You may have already read or heard about Steven Brill’s outstanding, long article in Time magazine, known as “Bitter Pill: Why Medical Bills Are Killing Us.” If you think it does not concern you, do not be so sure. Put simply, Brill says, these expenses tell us there is no free market in our healthcare system, that healthcare facilities set their rates knowing that someone in pain or in fear for his or her life is not going to ask to see the price list first before going to some test or treatment. It’s no wonder that 60 percent of Americans who declare personal bankruptcy each year do so because of healthcare expenses.
Of course, if you have Insurance policy or costly health insurance coverage, your expenses are going to be reduced, since healthcare facilities are compelled to give you a lower cost and insurance protection providers themselves are able to settle much affordable expenses for services. In any case, drug companies, medical device makers, healthcare facilities, and laboratories are confident of profit; it just relies upon how big and that is really what all those who want to take the government out of healthcare are shouting about. They want no constraints placed on earnings of healthcare market, or for that matter, anywhere else.

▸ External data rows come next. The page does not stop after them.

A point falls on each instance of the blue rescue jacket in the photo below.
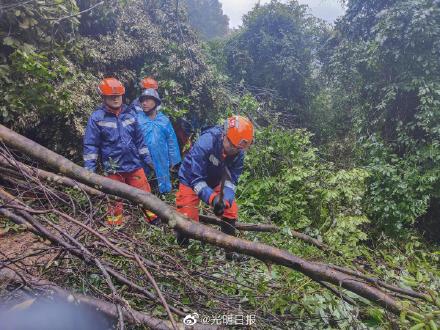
(164, 149)
(116, 140)
(203, 166)
(137, 105)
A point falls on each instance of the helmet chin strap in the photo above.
(113, 108)
(151, 110)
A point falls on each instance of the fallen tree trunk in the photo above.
(240, 225)
(264, 228)
(315, 271)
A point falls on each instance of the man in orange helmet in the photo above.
(216, 156)
(144, 84)
(113, 134)
(182, 127)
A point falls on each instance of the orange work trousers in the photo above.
(135, 179)
(187, 203)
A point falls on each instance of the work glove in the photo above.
(175, 168)
(218, 205)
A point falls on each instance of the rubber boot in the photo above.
(182, 240)
(228, 227)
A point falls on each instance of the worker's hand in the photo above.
(218, 205)
(175, 168)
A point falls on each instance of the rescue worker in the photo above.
(183, 129)
(145, 83)
(216, 156)
(160, 138)
(113, 134)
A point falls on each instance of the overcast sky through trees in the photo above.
(325, 9)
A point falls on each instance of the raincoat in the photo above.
(163, 146)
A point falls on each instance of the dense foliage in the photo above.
(273, 55)
(52, 59)
(347, 147)
(385, 59)
(207, 18)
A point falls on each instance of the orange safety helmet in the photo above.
(240, 131)
(148, 83)
(111, 86)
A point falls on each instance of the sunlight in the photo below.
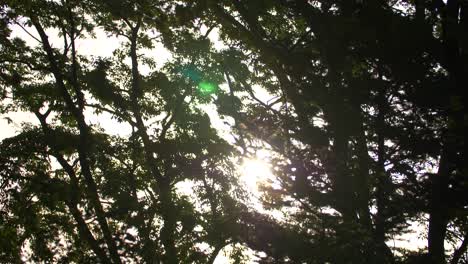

Today, when the gaining of wealth, quickly and in considerable volumes, is popular above any other individual effort, every medical emergency or disastrous sickness is seen as a chance of some to enrich themselves beyond their wildest goals. It’s no wonder that our healthcare system is so much more costly than that of every other designed nation in the world, where the expenses are not only much reduced, but people also live longer than we do. As opposed to us, other nations have the unusual idea that revenue has no place in any scenario in which the primary decencies that people owe to one another ought to be the first concern, and for that reason control the cost of life saving medication and functions. In short, they are less voracious than we are and far more humane.